Al-Shammari noted that Iraq’s prime minister, defense minister, and national security adviser have all emphasized that the country does not need the presence of foreign forces as it enjoys ample defense capabilities.
He said when Iraq was badly in need of American troops and advisers, they were of no use and their presence was not a source of any benefit to Iraqis.
“The Americans are changing the title of their presence in Iraq to deceive the public,” he said. “What good can come out of changing the title of ‘occupier’ to ‘adviser’? American troops are present in Iraq; what difference does it make under what title and pretext their presence is defined?”
He reiterated that Iraqi resistance forces will continue to target American forces because “nothing has changed from the perspective of al-Nujaba Movement and Iraq does not need American forces.”
The remarks come while Iraqi Prime Minister Mustafa al-Kadhimi is scheduled to meet President Joe Biden on Monday to push for a concrete timetable for the withdrawal of US troops.
Currently, there are approximately 2,500 US troops in Iraq. In April, the two countries agreed that the US transition to a train-and-advise mission requires the withdrawal of combat troops, without setting a timetable for the withdrawal.
Pentagon and other administration officials say they will remove a small but unspecified number of the American forces currently stationed in Iraq, and by reclassifying on paper the roles of other forces.
Summing up the situation, the New York Times said al-Kadhimi will have a political trophy to take home to satisfy anti-American factions in Iraq and the US military presence will remain.
But while giving al-Kadhimi temporary political cover, a reclassification of US forces rather than a drawdown likely won’t satisfy the Iraqis and political parties calling for a withdrawal of all troops, the paper said citing Iraqi officials.
“Changing their name from combat forces to trainers and advisers — we consider it as an attempt at deception,” said Mohammad al-Rubai’e, political spokesman for Asaib Ahl al-Haq, which maintains 16 seats in the Iraqi parliament.
‘One side is lying’
“We have told the American side to withdraw all foreign forces from Iraq.

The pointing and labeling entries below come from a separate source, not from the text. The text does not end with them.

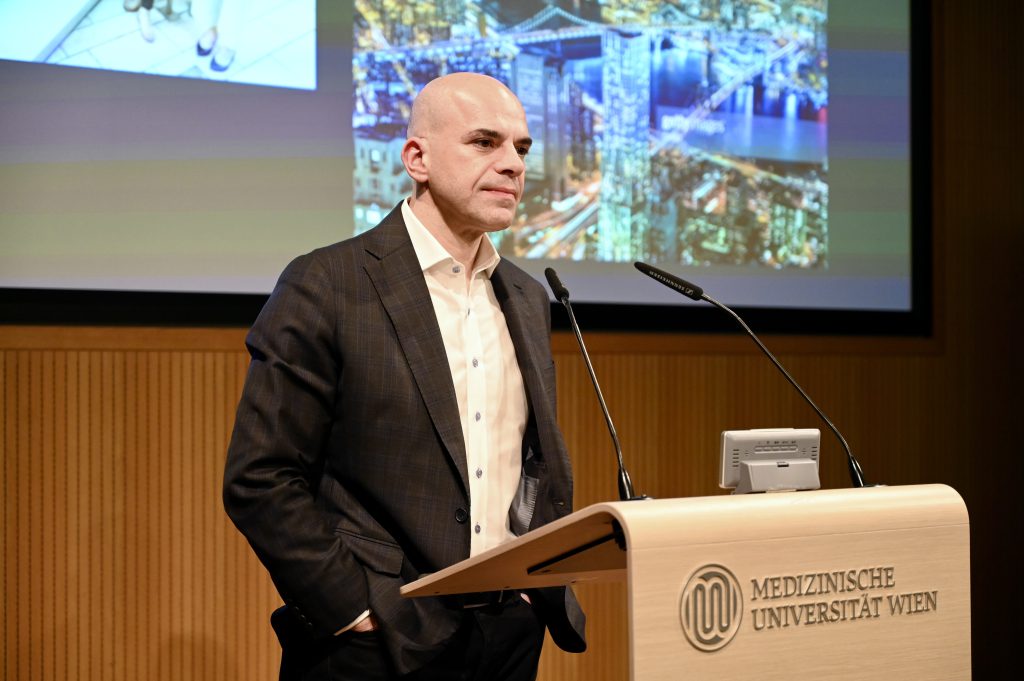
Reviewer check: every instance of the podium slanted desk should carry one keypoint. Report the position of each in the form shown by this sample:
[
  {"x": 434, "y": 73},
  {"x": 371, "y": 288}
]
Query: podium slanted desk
[{"x": 834, "y": 584}]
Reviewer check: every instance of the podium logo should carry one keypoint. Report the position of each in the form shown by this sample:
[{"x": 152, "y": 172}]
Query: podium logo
[{"x": 711, "y": 607}]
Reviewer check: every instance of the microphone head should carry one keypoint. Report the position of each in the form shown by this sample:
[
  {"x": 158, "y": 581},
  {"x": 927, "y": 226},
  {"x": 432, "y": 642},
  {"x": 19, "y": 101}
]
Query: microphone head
[
  {"x": 557, "y": 288},
  {"x": 691, "y": 291}
]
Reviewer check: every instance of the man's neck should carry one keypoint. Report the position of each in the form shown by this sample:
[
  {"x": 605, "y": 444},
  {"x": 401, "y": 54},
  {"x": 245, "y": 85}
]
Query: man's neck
[{"x": 464, "y": 247}]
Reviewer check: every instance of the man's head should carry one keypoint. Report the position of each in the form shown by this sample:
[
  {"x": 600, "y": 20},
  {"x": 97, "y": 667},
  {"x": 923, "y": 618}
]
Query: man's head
[{"x": 467, "y": 138}]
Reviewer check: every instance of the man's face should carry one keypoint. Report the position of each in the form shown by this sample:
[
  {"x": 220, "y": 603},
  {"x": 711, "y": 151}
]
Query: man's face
[{"x": 475, "y": 160}]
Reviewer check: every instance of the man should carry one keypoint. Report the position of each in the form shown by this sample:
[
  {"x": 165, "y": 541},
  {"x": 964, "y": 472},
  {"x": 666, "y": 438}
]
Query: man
[{"x": 398, "y": 416}]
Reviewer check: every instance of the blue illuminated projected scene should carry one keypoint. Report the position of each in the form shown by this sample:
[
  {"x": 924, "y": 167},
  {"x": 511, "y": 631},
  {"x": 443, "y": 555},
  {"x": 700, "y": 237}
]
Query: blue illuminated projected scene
[
  {"x": 258, "y": 42},
  {"x": 689, "y": 132}
]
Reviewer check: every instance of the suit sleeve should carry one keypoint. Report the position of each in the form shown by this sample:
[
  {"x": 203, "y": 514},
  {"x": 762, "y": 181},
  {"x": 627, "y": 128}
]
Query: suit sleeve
[{"x": 276, "y": 452}]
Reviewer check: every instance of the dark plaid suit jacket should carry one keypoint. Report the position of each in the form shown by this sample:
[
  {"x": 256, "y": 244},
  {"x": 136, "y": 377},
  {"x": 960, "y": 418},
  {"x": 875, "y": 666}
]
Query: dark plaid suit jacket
[{"x": 346, "y": 469}]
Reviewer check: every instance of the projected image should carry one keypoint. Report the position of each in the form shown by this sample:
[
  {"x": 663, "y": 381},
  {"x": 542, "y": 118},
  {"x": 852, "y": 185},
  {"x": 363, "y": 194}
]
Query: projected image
[
  {"x": 259, "y": 42},
  {"x": 689, "y": 132}
]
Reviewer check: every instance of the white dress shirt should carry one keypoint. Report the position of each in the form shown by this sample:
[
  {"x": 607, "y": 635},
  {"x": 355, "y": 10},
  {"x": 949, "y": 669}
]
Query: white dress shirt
[{"x": 485, "y": 374}]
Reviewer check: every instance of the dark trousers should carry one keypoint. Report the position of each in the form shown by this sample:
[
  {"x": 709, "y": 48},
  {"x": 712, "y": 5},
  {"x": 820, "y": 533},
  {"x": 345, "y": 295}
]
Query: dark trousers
[{"x": 495, "y": 643}]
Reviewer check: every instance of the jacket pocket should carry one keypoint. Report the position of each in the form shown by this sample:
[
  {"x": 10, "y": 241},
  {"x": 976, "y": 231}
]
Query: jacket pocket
[{"x": 383, "y": 557}]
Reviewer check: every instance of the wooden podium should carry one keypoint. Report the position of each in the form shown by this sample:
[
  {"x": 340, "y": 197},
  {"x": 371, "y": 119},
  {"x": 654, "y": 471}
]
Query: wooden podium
[{"x": 834, "y": 584}]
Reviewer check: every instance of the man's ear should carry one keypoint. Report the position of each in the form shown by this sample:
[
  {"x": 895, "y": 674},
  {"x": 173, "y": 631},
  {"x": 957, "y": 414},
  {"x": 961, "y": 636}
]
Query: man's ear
[{"x": 414, "y": 157}]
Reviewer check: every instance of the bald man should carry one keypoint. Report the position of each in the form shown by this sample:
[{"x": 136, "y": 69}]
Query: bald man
[{"x": 398, "y": 416}]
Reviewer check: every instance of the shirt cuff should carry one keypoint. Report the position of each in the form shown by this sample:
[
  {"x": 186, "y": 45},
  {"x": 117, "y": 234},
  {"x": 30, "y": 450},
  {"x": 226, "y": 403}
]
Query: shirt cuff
[{"x": 357, "y": 620}]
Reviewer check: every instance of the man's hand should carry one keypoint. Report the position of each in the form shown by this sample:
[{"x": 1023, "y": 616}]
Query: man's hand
[{"x": 368, "y": 624}]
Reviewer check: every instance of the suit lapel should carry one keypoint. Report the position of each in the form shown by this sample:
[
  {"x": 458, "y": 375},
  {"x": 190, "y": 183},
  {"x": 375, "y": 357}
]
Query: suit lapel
[{"x": 395, "y": 273}]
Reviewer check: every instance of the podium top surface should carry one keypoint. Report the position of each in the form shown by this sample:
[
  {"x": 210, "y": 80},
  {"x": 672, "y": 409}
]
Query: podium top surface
[{"x": 594, "y": 544}]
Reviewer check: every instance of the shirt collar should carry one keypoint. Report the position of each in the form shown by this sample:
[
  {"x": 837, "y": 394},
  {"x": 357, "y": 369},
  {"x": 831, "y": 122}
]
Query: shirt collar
[{"x": 429, "y": 251}]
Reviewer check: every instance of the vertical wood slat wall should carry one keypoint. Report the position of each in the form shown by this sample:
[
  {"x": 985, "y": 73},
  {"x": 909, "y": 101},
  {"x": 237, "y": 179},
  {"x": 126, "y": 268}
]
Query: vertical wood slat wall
[
  {"x": 117, "y": 559},
  {"x": 120, "y": 563}
]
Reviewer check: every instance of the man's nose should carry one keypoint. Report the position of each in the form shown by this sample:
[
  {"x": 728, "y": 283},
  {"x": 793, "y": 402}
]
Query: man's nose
[{"x": 510, "y": 162}]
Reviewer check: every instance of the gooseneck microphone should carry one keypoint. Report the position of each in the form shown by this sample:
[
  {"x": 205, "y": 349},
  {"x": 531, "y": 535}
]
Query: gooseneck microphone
[
  {"x": 696, "y": 293},
  {"x": 562, "y": 294}
]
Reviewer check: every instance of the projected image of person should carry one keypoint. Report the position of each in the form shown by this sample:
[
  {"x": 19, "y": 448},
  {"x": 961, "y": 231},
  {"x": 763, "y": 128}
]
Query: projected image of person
[
  {"x": 398, "y": 416},
  {"x": 142, "y": 8},
  {"x": 221, "y": 19}
]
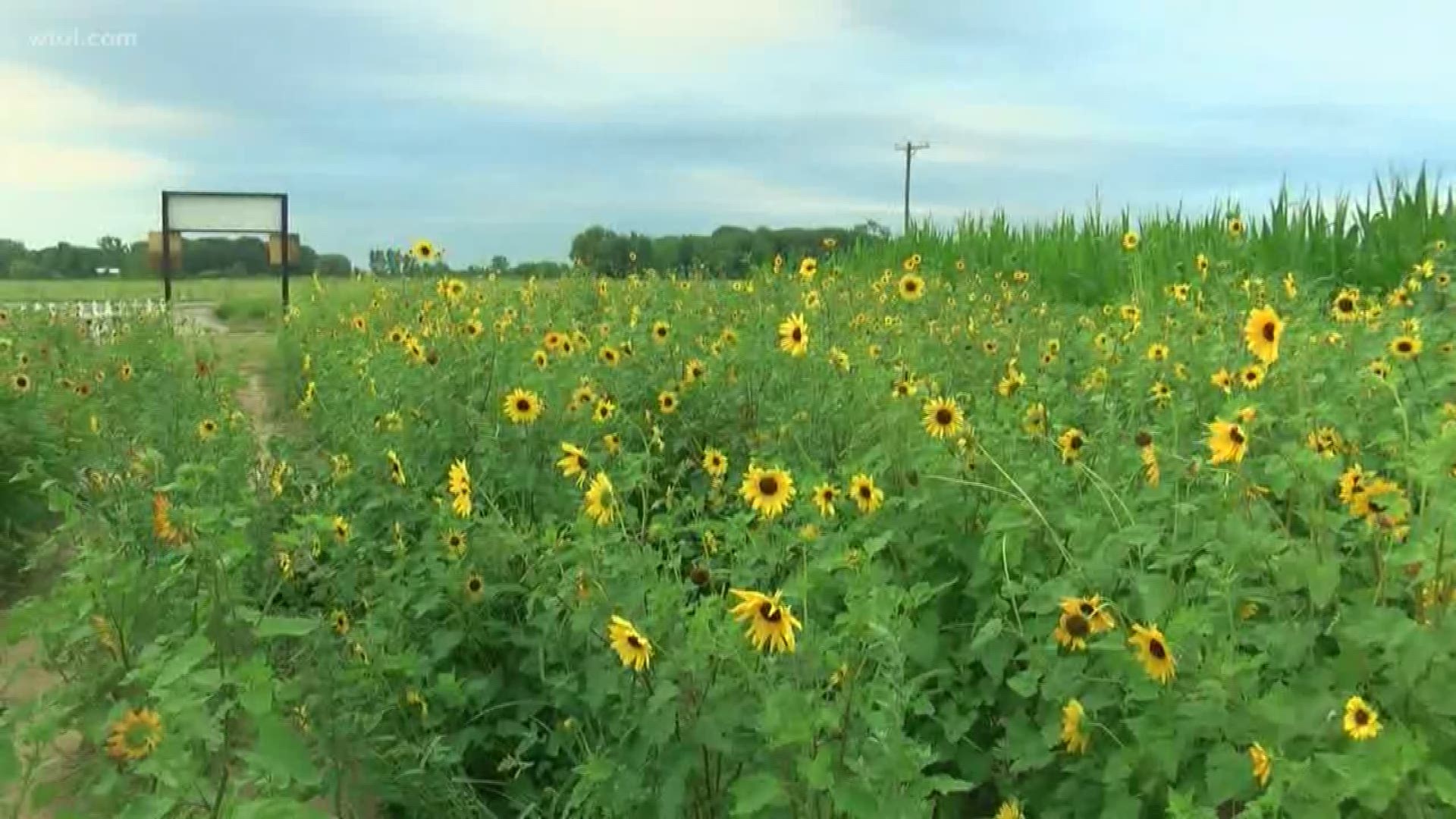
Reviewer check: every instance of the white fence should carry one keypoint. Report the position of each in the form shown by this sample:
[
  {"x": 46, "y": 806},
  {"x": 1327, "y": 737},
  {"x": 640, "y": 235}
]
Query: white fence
[{"x": 98, "y": 316}]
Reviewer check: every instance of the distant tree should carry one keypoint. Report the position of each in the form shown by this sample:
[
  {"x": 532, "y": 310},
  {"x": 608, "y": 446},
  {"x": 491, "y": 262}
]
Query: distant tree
[{"x": 334, "y": 264}]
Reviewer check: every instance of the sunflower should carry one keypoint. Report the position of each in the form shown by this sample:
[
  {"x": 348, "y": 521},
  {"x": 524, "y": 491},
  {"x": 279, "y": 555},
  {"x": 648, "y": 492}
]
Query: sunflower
[
  {"x": 1071, "y": 444},
  {"x": 1036, "y": 420},
  {"x": 767, "y": 491},
  {"x": 1326, "y": 442},
  {"x": 573, "y": 463},
  {"x": 523, "y": 407},
  {"x": 1228, "y": 442},
  {"x": 1261, "y": 763},
  {"x": 910, "y": 287},
  {"x": 1072, "y": 632},
  {"x": 1261, "y": 334},
  {"x": 1009, "y": 809},
  {"x": 824, "y": 496},
  {"x": 794, "y": 335},
  {"x": 455, "y": 544},
  {"x": 1092, "y": 610},
  {"x": 943, "y": 417},
  {"x": 1161, "y": 394},
  {"x": 868, "y": 497},
  {"x": 1222, "y": 379},
  {"x": 601, "y": 500},
  {"x": 1405, "y": 347},
  {"x": 1153, "y": 651},
  {"x": 1072, "y": 733},
  {"x": 715, "y": 463},
  {"x": 473, "y": 588},
  {"x": 770, "y": 621},
  {"x": 1346, "y": 308},
  {"x": 134, "y": 736},
  {"x": 629, "y": 645},
  {"x": 1362, "y": 722}
]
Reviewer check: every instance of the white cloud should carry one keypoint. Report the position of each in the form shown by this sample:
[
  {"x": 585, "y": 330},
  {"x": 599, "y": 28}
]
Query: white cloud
[
  {"x": 42, "y": 104},
  {"x": 49, "y": 167}
]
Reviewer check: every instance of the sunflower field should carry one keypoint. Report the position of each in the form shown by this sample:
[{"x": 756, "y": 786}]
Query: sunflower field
[{"x": 1091, "y": 521}]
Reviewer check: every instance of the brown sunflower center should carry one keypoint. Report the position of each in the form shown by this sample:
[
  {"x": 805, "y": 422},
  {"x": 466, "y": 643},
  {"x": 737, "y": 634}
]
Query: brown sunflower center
[{"x": 1078, "y": 627}]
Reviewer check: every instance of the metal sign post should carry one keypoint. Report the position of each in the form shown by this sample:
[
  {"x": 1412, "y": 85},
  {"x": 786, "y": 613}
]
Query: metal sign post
[{"x": 223, "y": 212}]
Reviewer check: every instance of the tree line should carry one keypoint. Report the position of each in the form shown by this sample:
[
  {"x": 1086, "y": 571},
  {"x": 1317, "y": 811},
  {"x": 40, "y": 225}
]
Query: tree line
[
  {"x": 212, "y": 256},
  {"x": 727, "y": 253}
]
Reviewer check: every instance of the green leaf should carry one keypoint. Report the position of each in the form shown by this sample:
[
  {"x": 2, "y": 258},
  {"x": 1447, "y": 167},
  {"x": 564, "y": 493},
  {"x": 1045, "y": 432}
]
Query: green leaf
[
  {"x": 1324, "y": 579},
  {"x": 1443, "y": 784},
  {"x": 188, "y": 656},
  {"x": 9, "y": 763},
  {"x": 277, "y": 808},
  {"x": 281, "y": 754},
  {"x": 987, "y": 632},
  {"x": 149, "y": 808},
  {"x": 1228, "y": 773},
  {"x": 941, "y": 783},
  {"x": 756, "y": 792},
  {"x": 274, "y": 626},
  {"x": 1025, "y": 682}
]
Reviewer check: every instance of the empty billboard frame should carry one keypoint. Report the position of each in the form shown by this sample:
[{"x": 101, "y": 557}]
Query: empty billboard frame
[{"x": 224, "y": 212}]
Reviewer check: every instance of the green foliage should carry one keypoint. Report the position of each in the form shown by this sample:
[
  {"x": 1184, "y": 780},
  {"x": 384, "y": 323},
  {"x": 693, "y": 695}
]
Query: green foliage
[{"x": 322, "y": 617}]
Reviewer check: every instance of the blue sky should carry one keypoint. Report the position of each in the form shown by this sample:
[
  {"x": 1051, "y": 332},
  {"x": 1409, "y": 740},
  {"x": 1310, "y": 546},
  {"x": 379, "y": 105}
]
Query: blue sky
[{"x": 504, "y": 127}]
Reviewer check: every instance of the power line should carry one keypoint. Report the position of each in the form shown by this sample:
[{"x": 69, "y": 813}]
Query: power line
[{"x": 910, "y": 150}]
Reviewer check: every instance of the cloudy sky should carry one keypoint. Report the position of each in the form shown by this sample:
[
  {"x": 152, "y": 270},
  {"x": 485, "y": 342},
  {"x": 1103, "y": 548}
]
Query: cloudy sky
[{"x": 507, "y": 126}]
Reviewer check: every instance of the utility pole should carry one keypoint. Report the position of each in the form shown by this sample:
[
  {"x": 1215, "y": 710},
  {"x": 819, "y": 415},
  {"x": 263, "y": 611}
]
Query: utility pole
[{"x": 910, "y": 149}]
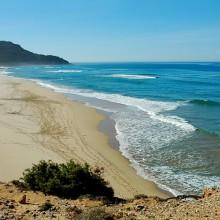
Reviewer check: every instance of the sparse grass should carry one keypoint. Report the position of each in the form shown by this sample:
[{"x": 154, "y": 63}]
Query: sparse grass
[{"x": 95, "y": 214}]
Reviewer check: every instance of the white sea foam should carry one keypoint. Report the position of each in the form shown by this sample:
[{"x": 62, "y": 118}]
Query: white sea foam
[
  {"x": 64, "y": 71},
  {"x": 152, "y": 108},
  {"x": 141, "y": 127},
  {"x": 3, "y": 70},
  {"x": 132, "y": 76}
]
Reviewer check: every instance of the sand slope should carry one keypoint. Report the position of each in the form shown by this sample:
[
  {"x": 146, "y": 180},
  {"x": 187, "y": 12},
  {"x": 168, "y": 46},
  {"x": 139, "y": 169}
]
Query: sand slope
[{"x": 36, "y": 123}]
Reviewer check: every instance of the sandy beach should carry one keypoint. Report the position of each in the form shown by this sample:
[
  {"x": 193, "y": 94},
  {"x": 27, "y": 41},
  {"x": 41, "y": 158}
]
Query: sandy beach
[{"x": 37, "y": 123}]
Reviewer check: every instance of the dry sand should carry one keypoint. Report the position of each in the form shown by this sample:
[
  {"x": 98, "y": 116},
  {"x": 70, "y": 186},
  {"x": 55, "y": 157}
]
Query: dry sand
[{"x": 37, "y": 123}]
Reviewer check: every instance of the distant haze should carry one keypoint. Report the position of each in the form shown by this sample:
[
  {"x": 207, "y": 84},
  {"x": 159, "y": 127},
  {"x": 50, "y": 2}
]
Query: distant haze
[{"x": 115, "y": 30}]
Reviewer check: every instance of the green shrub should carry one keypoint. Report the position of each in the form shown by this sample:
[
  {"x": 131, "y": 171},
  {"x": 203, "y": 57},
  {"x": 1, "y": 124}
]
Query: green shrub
[{"x": 69, "y": 180}]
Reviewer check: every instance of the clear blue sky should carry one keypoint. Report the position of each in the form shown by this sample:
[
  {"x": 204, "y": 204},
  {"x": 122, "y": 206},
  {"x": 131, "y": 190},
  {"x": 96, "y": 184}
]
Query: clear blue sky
[{"x": 115, "y": 30}]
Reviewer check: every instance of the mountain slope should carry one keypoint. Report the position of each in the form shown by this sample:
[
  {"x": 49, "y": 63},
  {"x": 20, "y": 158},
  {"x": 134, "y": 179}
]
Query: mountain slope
[{"x": 14, "y": 54}]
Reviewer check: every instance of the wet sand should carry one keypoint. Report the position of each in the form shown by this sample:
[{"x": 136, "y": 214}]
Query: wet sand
[{"x": 37, "y": 123}]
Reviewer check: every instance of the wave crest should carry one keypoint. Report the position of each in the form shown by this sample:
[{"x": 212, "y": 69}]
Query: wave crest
[
  {"x": 133, "y": 76},
  {"x": 204, "y": 102}
]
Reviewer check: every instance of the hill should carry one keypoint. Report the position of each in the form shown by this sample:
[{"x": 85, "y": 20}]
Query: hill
[{"x": 14, "y": 54}]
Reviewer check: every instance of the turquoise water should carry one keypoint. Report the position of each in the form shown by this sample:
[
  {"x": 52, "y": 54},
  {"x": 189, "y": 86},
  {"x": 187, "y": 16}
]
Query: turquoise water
[{"x": 167, "y": 115}]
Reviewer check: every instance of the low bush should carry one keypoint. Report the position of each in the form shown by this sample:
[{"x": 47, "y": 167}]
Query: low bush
[{"x": 67, "y": 180}]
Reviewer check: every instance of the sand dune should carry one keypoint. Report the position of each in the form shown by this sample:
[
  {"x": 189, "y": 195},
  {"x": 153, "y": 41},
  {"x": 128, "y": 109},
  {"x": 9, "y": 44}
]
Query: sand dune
[{"x": 36, "y": 123}]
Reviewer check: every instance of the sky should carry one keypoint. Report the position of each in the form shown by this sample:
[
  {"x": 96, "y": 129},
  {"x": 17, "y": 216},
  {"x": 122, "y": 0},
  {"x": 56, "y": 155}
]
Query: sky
[{"x": 115, "y": 30}]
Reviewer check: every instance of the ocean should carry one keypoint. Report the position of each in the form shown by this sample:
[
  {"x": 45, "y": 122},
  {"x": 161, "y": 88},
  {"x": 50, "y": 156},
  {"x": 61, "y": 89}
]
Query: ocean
[{"x": 166, "y": 115}]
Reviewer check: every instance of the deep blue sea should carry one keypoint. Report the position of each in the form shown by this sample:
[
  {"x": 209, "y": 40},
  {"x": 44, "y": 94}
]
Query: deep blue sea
[{"x": 167, "y": 115}]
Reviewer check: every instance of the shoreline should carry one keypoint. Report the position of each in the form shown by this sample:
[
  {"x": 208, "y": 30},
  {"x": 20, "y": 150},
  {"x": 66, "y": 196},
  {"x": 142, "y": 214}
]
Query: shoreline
[{"x": 75, "y": 128}]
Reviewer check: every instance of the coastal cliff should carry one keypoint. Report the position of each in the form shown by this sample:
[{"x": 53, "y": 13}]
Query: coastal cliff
[{"x": 14, "y": 54}]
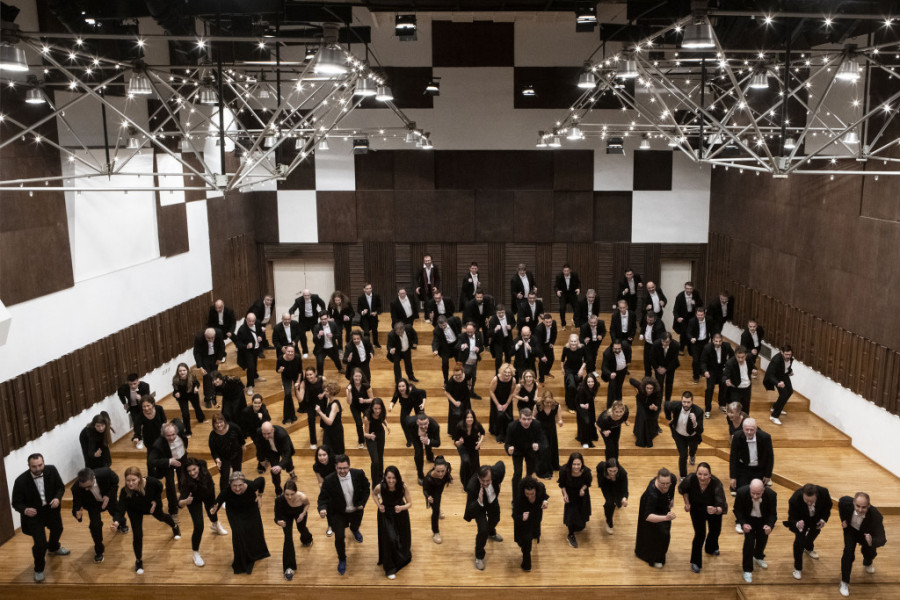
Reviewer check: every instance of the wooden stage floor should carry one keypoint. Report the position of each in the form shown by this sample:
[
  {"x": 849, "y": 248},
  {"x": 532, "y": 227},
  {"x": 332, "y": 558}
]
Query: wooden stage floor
[{"x": 806, "y": 449}]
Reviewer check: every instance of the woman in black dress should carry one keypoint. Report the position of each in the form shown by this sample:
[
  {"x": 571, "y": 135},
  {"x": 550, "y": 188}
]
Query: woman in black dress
[
  {"x": 467, "y": 438},
  {"x": 655, "y": 519},
  {"x": 141, "y": 496},
  {"x": 547, "y": 414},
  {"x": 198, "y": 492},
  {"x": 186, "y": 390},
  {"x": 375, "y": 430},
  {"x": 704, "y": 499},
  {"x": 226, "y": 444},
  {"x": 394, "y": 535},
  {"x": 241, "y": 499},
  {"x": 292, "y": 507},
  {"x": 412, "y": 401},
  {"x": 458, "y": 397},
  {"x": 586, "y": 411},
  {"x": 332, "y": 428},
  {"x": 646, "y": 420},
  {"x": 503, "y": 390},
  {"x": 574, "y": 481},
  {"x": 433, "y": 487},
  {"x": 610, "y": 424},
  {"x": 612, "y": 479},
  {"x": 529, "y": 504}
]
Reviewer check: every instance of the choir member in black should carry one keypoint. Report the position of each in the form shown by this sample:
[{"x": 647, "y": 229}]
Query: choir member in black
[
  {"x": 573, "y": 369},
  {"x": 612, "y": 479},
  {"x": 186, "y": 390},
  {"x": 141, "y": 496},
  {"x": 290, "y": 366},
  {"x": 94, "y": 441},
  {"x": 756, "y": 510},
  {"x": 655, "y": 519},
  {"x": 574, "y": 481},
  {"x": 863, "y": 525},
  {"x": 646, "y": 420},
  {"x": 483, "y": 506},
  {"x": 335, "y": 489},
  {"x": 393, "y": 500},
  {"x": 436, "y": 480},
  {"x": 425, "y": 434},
  {"x": 586, "y": 411},
  {"x": 614, "y": 369},
  {"x": 359, "y": 398},
  {"x": 467, "y": 437},
  {"x": 232, "y": 391},
  {"x": 226, "y": 445},
  {"x": 610, "y": 424},
  {"x": 529, "y": 504},
  {"x": 94, "y": 491},
  {"x": 808, "y": 510},
  {"x": 458, "y": 397},
  {"x": 292, "y": 507},
  {"x": 198, "y": 494},
  {"x": 248, "y": 541},
  {"x": 411, "y": 399},
  {"x": 503, "y": 389},
  {"x": 712, "y": 364},
  {"x": 704, "y": 500},
  {"x": 375, "y": 428},
  {"x": 547, "y": 414}
]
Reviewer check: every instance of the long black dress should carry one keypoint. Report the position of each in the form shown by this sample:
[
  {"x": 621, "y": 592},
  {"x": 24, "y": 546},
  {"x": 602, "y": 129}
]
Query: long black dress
[
  {"x": 394, "y": 534},
  {"x": 247, "y": 538}
]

But the Americans say the Iraqi government has requested the keeping of foreign military forces,” al-Shammari said.
“I’m sorry to say this, but one of the two sides is lying, and it seems to me that the Americans are more credible,” he added.
Iraq’s Foreign Minister Fuad Hussein sparked controversy after he said Baghdad still required Washington’s help and called for maintaining bilateral security cooperation.
“We need to work with the International Coalition, led by the United States, against the terrorists of Daesh,” Hussein said during a joint press conference alongside his US Secretary of State Antony Blinken in Washington on Friday.
“We need cooperation in the field of intelligence. We need help with training. We need troops to help us in the air.”
Al-Shammari said the Iraqi foreign minister’s remarks run counter to the approach of the country’s security authorities.
“Surprisingly, instead of referring to experts, the foreign minister speaks of Iraq’s need for American troops and advisers,” he said.
Al-Shammari, on the other hand, praised Iraq’s national security adviser Qasim al-Araji for describing the full US withdrawal as a historic day.
“All factions must take a stand similar to that of Mr. al-Araji because Iraq currently has high military capabilities and an experienced army that was able to defeat Daesh,” he added.